Overview
- Service type: Passenger rail
- Status: Discontinued
- Locale: Arizona
- Predecessor: Santa Fe, Prescott and Phoenix Railway
- First service: 1955
- Last service: 1969
- Former operator: Atchison, Topeka and Santa Fe Railway

Route
- Termini: Ash Fork (1955–1961) Williams Junction (1961–1968) Phoenix
- Train numbers: 42 (Phoenix–Ash Fork/Williams Junction) 47 (Ash Fork/Williams Junction–Phoenix)

On-board services
- Sleeping arrangements: Sleeping car (during summer months only)
- Catering facilities: Diner-lounge car
- Baggage facilities: Baggage car

= Hassayampa Flyer =

The Hassayampa Flyer, also known as the Hassayampa Chief, was a passenger train operated by the Atchison, Topeka and Santa Fe Railway between Ash Fork (later Williams Junction) and Phoenix in Arizona, United States.

==History==
In 1955, the Santa Fe reduced its passenger operations on the Peavine route to a single daily train in either direction. Officially designated as train 42 (northbound) and train 47 (southbound), the service became known unofficially as the Hassayampa Flyer or the Hassayampa Chief, after the nearby Hassayampa River. The northern terminus was originally Ash Fork, to connect passengers from Phoenix with transcontinental trains between Chicago and the West Coast on the Southern Transcon main line.

In 1960, the Santa Fe re-routed the Southern Transcon (via the Crookton Cutoff) to avoid the sharp curves and steep gradients between Williams and Ash Fork.
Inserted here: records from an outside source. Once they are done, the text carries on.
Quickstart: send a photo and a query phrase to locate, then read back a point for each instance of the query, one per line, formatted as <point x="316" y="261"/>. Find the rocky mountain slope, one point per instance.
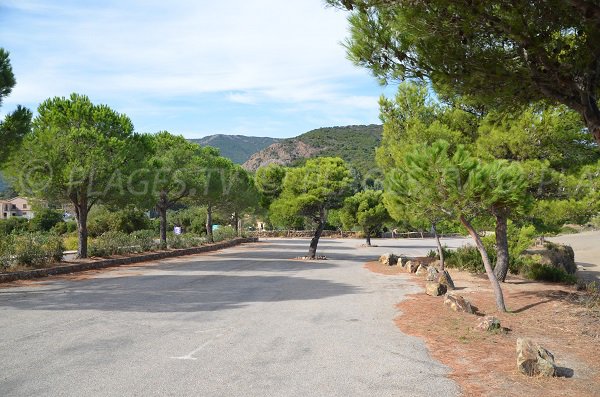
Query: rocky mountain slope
<point x="238" y="148"/>
<point x="356" y="144"/>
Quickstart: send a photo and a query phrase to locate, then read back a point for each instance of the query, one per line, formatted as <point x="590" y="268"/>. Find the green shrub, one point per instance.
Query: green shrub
<point x="464" y="258"/>
<point x="7" y="251"/>
<point x="568" y="230"/>
<point x="126" y="220"/>
<point x="595" y="222"/>
<point x="13" y="225"/>
<point x="63" y="228"/>
<point x="112" y="243"/>
<point x="224" y="233"/>
<point x="145" y="239"/>
<point x="539" y="272"/>
<point x="184" y="240"/>
<point x="37" y="250"/>
<point x="71" y="242"/>
<point x="45" y="219"/>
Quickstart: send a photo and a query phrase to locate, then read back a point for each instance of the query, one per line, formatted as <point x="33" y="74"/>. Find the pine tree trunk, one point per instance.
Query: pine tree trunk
<point x="486" y="263"/>
<point x="81" y="212"/>
<point x="439" y="245"/>
<point x="312" y="251"/>
<point x="591" y="116"/>
<point x="502" y="258"/>
<point x="163" y="226"/>
<point x="236" y="220"/>
<point x="209" y="235"/>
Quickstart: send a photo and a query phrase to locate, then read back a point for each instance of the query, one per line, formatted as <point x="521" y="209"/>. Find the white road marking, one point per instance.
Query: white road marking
<point x="190" y="355"/>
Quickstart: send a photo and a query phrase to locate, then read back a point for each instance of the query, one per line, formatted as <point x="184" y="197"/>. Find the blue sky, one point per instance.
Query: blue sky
<point x="261" y="67"/>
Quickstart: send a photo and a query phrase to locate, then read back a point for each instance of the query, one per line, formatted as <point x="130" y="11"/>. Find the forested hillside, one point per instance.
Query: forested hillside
<point x="238" y="148"/>
<point x="355" y="144"/>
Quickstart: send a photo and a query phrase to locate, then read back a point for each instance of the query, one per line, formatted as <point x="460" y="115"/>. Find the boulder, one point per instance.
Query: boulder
<point x="412" y="266"/>
<point x="421" y="270"/>
<point x="435" y="289"/>
<point x="432" y="273"/>
<point x="457" y="303"/>
<point x="487" y="323"/>
<point x="444" y="278"/>
<point x="556" y="255"/>
<point x="533" y="360"/>
<point x="388" y="259"/>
The new 44 mi stretch of railroad took the main line out of the downtown depots in both towns, with a freshly-constructed station constructed at Williams Junction serving as the new northern terminus for the Hassayampa Flyer.

The Santa Fe had already won planning approval for a further amendment to the route of the Peavine, creating a new cutoff that bypassed a tortuous section of track between Prescott and Skull Valley. Works began in 1961 and were completed the following year, leaving Prescott without any direct passenger services. A branch line to the town remained, but it was abandoned before the end of 1962. With passenger numbers on the route dwindling, through Pullman cars from Chicago to Phoenix were terminated in October 1967 and later that year the Santa Fe withdrew the Hassayampa Flyer from service. The Interstate Commerce Commission, the railroad regulatory body, ordered the train reinstated, but only a handful of passengers continued to use it. In April 1969, it was permanently removed from the timetable.